Szanse dyskobola Piotra Małachowskiego na medal podczas mistrzostw świata w Pekinie są oceniane bardzo wysoko. Ale rzuty dyskiem to nie jedyna pasja sportowca. Lekkoatleta jest bowiem żołnierzem Wojska Polskiego i z wielką atencją podchodzi do służby.
W rozmowie z dziennikpolski24.pl Małachowski zapewnia, że jeśli wytrzyma presję i nic go nie będzie bolało, to w Pekinie zajmie bardzo wysokie miejsce. Dopytywany, czy nagrodą za tytuł mistrza świata będzie awans w wojsku, odpowiada:
Nic o tym nie słyszałem, ale naturalnie ucieszę się, jeśli ze starszego kaprala stanę się plutonowym.
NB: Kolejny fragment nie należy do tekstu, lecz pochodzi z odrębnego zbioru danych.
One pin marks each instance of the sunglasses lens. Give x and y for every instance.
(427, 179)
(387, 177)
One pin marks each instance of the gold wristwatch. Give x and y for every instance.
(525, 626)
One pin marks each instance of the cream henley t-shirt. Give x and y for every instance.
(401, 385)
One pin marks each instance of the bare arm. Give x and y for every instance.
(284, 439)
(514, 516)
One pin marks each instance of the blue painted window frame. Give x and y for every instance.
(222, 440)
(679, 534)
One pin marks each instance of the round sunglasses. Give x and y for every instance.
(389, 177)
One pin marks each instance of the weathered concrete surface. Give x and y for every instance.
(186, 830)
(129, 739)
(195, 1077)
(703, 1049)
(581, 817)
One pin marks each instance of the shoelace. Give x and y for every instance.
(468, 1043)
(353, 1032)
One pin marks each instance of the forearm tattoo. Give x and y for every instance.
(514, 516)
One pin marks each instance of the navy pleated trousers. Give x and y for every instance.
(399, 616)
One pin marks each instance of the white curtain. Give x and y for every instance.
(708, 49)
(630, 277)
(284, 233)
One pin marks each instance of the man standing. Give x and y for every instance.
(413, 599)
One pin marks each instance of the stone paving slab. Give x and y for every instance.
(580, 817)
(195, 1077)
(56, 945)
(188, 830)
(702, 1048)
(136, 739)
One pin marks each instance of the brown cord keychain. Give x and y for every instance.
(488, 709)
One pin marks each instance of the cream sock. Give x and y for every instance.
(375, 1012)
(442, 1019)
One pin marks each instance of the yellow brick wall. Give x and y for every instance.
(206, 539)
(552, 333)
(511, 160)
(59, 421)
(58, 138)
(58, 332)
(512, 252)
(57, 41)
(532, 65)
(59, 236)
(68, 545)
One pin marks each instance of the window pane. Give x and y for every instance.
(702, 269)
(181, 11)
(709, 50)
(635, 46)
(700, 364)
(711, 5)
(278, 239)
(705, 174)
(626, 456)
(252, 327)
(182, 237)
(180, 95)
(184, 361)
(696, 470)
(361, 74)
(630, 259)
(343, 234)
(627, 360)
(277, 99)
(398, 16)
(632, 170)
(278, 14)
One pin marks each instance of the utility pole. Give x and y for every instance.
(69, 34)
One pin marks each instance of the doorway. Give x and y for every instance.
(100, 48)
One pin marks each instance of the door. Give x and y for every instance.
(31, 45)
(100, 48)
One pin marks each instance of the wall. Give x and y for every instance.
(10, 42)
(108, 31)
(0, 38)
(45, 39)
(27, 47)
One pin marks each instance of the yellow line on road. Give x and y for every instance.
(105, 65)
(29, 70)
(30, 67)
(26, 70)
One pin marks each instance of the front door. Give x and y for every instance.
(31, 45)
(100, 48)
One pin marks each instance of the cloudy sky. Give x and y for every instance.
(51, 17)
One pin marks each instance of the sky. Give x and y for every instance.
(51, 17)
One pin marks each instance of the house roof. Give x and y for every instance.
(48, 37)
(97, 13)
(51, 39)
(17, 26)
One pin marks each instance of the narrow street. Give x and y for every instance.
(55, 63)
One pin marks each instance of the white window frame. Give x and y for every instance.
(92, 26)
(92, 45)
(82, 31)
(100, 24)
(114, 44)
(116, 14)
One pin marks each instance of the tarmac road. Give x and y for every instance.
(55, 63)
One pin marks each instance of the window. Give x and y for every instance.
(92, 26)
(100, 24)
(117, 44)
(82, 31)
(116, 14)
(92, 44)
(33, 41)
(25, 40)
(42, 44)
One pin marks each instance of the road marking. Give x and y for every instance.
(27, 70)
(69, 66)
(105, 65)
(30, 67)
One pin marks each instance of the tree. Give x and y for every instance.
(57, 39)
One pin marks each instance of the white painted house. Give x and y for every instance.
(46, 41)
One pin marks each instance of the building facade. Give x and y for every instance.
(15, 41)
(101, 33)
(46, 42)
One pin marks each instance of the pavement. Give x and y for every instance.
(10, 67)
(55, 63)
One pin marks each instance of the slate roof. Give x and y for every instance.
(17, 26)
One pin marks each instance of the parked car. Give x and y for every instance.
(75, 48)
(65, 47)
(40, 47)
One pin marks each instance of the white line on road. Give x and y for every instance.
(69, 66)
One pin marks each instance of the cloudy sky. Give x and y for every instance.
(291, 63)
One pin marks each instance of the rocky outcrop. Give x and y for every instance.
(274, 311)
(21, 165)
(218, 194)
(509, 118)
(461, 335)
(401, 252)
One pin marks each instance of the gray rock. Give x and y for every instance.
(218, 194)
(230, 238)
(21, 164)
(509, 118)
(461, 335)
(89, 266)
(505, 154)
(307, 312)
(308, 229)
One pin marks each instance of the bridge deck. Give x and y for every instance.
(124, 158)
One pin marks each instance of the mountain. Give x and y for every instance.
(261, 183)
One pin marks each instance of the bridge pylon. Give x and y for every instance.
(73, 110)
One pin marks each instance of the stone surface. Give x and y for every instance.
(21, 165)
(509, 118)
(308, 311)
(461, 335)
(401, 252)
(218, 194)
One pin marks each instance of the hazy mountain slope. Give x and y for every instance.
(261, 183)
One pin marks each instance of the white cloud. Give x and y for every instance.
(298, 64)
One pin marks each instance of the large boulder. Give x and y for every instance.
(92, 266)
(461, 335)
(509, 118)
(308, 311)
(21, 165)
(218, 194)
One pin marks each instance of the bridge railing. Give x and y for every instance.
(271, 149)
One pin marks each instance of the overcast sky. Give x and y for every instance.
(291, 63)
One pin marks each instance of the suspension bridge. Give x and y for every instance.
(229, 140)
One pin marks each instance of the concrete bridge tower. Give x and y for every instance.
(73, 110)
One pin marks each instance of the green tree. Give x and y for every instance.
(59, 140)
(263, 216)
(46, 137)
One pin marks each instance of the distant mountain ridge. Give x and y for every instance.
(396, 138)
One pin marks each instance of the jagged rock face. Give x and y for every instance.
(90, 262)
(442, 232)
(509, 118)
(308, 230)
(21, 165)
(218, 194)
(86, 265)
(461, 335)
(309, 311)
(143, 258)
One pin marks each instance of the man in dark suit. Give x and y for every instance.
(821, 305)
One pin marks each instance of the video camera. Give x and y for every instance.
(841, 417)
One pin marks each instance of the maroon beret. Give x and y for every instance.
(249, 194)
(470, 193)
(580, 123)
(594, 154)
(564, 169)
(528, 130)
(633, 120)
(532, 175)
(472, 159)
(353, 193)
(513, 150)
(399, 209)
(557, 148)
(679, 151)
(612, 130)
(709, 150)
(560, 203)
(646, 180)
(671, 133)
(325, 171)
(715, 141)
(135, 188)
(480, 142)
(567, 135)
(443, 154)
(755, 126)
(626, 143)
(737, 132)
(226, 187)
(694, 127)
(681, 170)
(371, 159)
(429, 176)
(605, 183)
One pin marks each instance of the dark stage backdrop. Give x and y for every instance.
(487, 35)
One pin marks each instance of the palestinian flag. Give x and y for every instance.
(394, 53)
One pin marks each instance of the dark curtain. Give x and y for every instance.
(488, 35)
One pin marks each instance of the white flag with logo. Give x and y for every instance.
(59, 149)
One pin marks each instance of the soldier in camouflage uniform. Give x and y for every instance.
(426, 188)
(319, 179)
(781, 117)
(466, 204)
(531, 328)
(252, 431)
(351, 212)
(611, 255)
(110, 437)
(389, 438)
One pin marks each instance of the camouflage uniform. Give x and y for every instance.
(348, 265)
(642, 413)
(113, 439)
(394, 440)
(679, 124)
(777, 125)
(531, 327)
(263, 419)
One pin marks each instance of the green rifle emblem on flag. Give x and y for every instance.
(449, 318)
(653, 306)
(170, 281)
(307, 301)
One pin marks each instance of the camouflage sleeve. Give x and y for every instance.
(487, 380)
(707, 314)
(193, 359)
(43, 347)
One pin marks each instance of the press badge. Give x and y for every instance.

Piotra Małachowskiego w mundurze można spotkać m.in. podczas obchodów Święta Wojska Polskiego. Choć przez kibiców kojarzony jest głownie ze strojem lekkoatlety, nie sposób go nie zauważyć i nie rozpoznać, bo ogromną sylwetką wyróżnia się na tle innych żołnierzy. Małachowski nie kryje swojego przywiązania do służby w wojsku.
Jestem wdzięczny wojsku, że pomogło mi, zwłaszcza w ciężkich chwilach. Zdaję sobie sprawę, że w razie konfliktu lub wojny nie będę wielkim dowódcą, ale moim zadaniem jest godnie reprezentować Polskę i Wojsko Polskie
— podkreśla dyskobol.
Piękna postawa sportowca i żołnierza. Brawo!